En dehors du fait qu’il s’occupe des révisions constitutionnelles, le pouvoir constituant dérivé se distingue du pouvoir constituant originaire par un certain nombre de particularités fondamentales qui méritent d’être approfondies. Ces particularités sont les suivantes :

La nature juridique du pouvoir constituant

Le pouvoir constituant dérivé est de nature juridique, car il procède de la Constitution qui détermine son fonctionnement. Ainsi, les personnes qui sont titulaires du pouvoir constituant dérivé sont déterminées par la Constitution elle-même qui leur attribue ce pouvoir. Il peut s’agir par exemple du Parlement (considéré aussi comme législateur), du Conseil Constitutionnel ou de n’importe quel autre organe désigné par la Constitution.
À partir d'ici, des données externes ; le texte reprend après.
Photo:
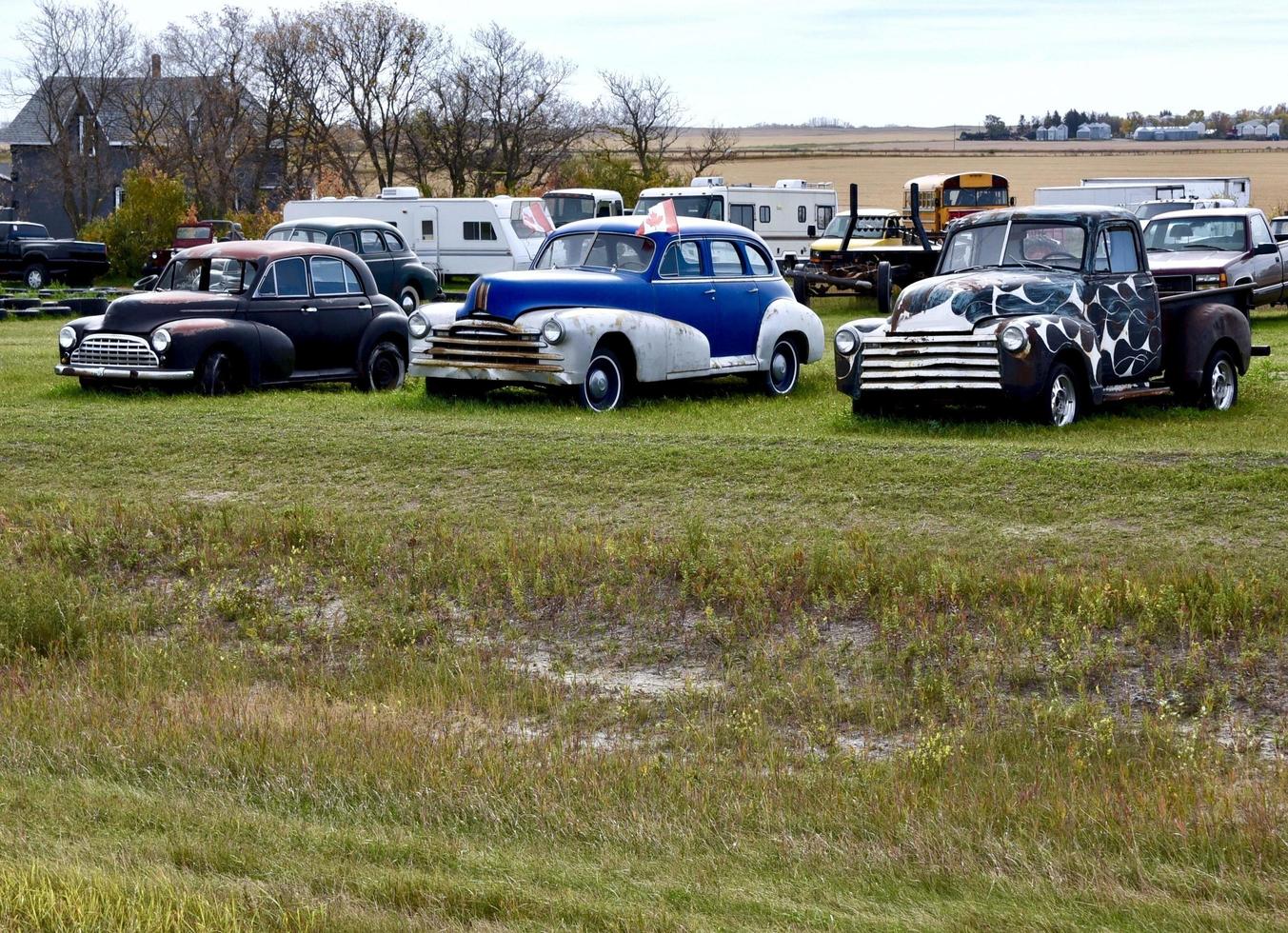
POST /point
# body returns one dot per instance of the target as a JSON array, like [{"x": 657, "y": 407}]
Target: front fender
[{"x": 783, "y": 316}]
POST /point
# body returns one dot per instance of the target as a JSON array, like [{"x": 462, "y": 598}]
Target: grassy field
[{"x": 322, "y": 660}]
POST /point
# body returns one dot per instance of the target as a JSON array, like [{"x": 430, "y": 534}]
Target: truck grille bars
[
  {"x": 115, "y": 349},
  {"x": 495, "y": 346},
  {"x": 929, "y": 361}
]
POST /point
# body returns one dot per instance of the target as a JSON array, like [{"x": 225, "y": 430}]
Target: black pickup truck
[{"x": 30, "y": 254}]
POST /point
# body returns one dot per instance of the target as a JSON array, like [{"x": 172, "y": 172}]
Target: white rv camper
[
  {"x": 453, "y": 236},
  {"x": 787, "y": 215}
]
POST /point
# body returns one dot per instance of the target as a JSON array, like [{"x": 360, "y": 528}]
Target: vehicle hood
[
  {"x": 957, "y": 303},
  {"x": 1192, "y": 259},
  {"x": 143, "y": 312},
  {"x": 506, "y": 295}
]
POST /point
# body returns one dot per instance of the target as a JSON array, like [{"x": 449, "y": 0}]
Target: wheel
[
  {"x": 1060, "y": 402},
  {"x": 604, "y": 386},
  {"x": 784, "y": 368},
  {"x": 408, "y": 299},
  {"x": 218, "y": 375},
  {"x": 36, "y": 276},
  {"x": 386, "y": 368},
  {"x": 1219, "y": 386}
]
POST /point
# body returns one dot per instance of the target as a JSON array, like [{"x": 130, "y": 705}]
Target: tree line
[{"x": 332, "y": 98}]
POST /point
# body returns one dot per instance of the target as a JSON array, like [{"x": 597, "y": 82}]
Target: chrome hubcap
[
  {"x": 1064, "y": 401},
  {"x": 1222, "y": 386}
]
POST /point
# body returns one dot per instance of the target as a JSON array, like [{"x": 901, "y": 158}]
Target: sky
[{"x": 869, "y": 62}]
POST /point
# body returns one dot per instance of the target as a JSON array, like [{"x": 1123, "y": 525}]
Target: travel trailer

Le pouvoir constituant dérivé a ses règles ou procédures fixées par la Constitution

Les règles ou les procédures de révision constitutionnelle confiée au pouvoir constituant dérivé sont prévues par la Constitution. Il revient à la Constitution de dire si sa révision peut se faire en empruntant les procédures de révision comme celles suivies par les lois ordinaires ou s’il faudra suivre des procédures plus complexes ou solennelles afin de procéder à la révision constitutionnelle.
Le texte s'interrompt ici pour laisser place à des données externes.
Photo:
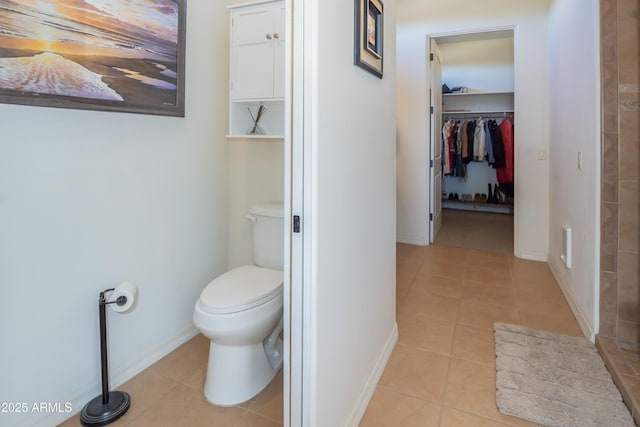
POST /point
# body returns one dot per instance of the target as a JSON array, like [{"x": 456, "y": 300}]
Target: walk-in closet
[{"x": 473, "y": 140}]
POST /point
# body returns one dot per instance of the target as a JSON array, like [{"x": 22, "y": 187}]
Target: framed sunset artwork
[{"x": 109, "y": 55}]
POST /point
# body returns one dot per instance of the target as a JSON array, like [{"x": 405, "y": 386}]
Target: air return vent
[{"x": 565, "y": 255}]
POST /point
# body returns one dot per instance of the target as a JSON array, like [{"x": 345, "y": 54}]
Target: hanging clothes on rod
[{"x": 479, "y": 140}]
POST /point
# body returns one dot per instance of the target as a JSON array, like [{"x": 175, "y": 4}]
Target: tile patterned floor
[
  {"x": 169, "y": 393},
  {"x": 477, "y": 230},
  {"x": 441, "y": 373}
]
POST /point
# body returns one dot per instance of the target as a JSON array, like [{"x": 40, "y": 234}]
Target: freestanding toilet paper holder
[{"x": 111, "y": 405}]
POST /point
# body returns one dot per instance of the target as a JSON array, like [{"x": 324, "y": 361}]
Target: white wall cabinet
[{"x": 257, "y": 68}]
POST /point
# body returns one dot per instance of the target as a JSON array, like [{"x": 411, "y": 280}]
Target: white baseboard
[
  {"x": 533, "y": 256},
  {"x": 412, "y": 240},
  {"x": 372, "y": 382},
  {"x": 588, "y": 332},
  {"x": 117, "y": 377}
]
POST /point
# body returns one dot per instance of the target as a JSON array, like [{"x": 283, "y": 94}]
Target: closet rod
[{"x": 484, "y": 114}]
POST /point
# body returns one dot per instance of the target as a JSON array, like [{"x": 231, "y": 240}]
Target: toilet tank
[{"x": 268, "y": 235}]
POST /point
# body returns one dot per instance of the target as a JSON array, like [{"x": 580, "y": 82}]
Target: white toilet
[{"x": 241, "y": 313}]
Le pouvoir constituant dérivé a des limites

On peut spécifier dans une Constitution que sa révision ne peut intervenir qu’après un certain délai ou un temps donné. De même, il peut être prévu que certains points de la Constitution ne peuvent pas faire objet de révision constitutionnelle.
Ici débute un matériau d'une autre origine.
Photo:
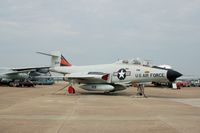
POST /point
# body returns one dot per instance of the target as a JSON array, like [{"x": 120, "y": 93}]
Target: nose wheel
[{"x": 71, "y": 90}]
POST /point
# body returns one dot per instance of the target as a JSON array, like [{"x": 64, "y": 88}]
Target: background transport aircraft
[
  {"x": 108, "y": 77},
  {"x": 13, "y": 76}
]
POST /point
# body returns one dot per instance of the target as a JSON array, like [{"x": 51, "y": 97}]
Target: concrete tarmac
[{"x": 43, "y": 110}]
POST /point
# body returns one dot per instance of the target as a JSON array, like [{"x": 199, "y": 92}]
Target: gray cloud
[{"x": 101, "y": 31}]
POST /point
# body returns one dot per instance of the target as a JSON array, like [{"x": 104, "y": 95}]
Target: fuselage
[{"x": 119, "y": 73}]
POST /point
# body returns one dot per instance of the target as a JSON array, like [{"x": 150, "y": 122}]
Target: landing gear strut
[
  {"x": 71, "y": 90},
  {"x": 140, "y": 91}
]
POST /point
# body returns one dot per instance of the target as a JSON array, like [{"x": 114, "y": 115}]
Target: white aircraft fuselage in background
[{"x": 109, "y": 77}]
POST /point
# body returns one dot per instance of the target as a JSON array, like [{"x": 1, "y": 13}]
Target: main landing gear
[{"x": 71, "y": 90}]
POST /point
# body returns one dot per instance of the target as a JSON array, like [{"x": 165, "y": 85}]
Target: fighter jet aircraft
[{"x": 107, "y": 77}]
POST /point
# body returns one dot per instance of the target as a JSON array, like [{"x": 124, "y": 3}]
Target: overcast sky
[{"x": 101, "y": 31}]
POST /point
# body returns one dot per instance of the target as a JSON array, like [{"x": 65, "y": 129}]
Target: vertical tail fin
[{"x": 57, "y": 59}]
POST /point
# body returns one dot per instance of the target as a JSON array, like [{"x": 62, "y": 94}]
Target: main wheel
[{"x": 71, "y": 90}]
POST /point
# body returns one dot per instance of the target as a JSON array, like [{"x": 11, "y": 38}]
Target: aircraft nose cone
[{"x": 173, "y": 75}]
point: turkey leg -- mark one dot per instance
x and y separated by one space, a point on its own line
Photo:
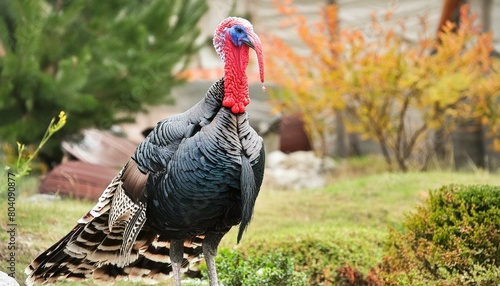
176 256
210 244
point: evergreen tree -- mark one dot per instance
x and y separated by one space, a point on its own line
99 61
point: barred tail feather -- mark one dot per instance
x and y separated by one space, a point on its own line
111 242
76 258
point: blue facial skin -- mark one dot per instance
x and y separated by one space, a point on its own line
239 36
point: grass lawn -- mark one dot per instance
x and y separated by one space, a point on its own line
355 212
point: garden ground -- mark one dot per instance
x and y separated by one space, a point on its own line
353 213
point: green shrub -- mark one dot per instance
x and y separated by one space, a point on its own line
234 269
453 239
325 257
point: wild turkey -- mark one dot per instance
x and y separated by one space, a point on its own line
195 176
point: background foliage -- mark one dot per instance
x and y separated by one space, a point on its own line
450 240
397 93
100 61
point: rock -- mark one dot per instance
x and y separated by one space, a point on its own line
296 171
6 280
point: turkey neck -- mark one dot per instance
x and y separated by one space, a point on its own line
236 96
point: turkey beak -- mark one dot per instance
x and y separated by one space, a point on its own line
253 41
247 42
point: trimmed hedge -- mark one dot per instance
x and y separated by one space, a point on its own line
453 239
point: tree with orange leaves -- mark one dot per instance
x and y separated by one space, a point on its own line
394 92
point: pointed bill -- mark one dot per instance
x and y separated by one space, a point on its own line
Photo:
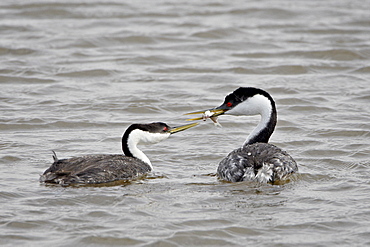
182 127
206 114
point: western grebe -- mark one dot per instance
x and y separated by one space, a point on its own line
104 168
256 160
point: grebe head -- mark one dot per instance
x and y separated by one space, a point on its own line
152 133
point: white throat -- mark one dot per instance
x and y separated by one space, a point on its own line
138 136
256 105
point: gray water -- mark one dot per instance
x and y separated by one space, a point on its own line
75 74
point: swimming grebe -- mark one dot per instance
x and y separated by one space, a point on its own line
256 160
103 168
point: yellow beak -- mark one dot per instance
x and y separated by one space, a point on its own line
182 127
216 112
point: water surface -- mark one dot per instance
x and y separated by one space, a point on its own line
74 75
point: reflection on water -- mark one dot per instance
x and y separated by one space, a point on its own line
75 75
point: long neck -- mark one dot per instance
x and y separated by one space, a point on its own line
129 147
266 126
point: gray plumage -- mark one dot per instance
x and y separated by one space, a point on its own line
104 168
256 160
260 162
94 169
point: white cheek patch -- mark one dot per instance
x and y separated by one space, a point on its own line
252 106
144 137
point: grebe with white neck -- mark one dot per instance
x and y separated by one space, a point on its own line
256 160
104 168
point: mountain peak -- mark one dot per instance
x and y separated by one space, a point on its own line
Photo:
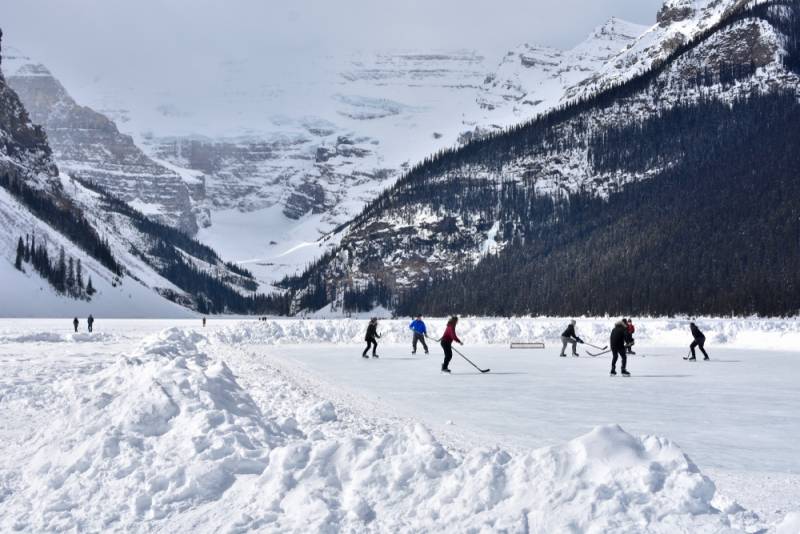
616 27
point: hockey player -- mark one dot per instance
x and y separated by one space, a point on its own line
447 342
418 327
567 337
699 341
630 329
617 343
371 338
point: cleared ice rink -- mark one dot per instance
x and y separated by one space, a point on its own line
736 416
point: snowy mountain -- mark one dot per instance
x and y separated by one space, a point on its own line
287 156
89 145
532 79
265 162
449 212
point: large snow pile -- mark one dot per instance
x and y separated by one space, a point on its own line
159 431
778 334
166 439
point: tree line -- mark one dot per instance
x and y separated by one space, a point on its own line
65 274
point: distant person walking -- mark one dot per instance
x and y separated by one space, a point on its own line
418 327
567 337
617 343
629 330
699 341
447 342
371 338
La place du pouvoir constituant dérivé comparé au pouvoir constituant originaire

Juridiquement, le pouvoir constituant dérivé est inférieur au pouvoir constituant originaire, car il est l’émanation de celui-ci.

D’un point de vue fonctionnel, le pouvoir constituant dérivé peut être considéré comme jouant un rôle similaire à celui joué par le pouvoir constituant originaire, car il modifie la Constitution établie par ce dernier.

La place du pouvoir constituant dérivé vis-à-vis des pouvoirs constitués que sont le pouvoir exécutif, le pouvoir législatif et le pouvoir judiciaire

D’un point de vue juridique, le pouvoir constituant dérivé bénéficie d’un statut comparable à celui des pouvoirs constitués comme le pouvoir législatif, le pouvoir judiciaire et le pouvoir exécutif évoqué supra, car il émane lui-même du pouvoir constituant originaire, ce qui fait de lui une sorte de « pouvoir constitué ».

Mais quand on se penche sur le volet « fonction », le pouvoir constituant dérivé est supérieur aux pouvoirs constitués en ce sens qu’il détient une compétence constituante pouvant lui permettre de décider du sort des pouvoirs constitués.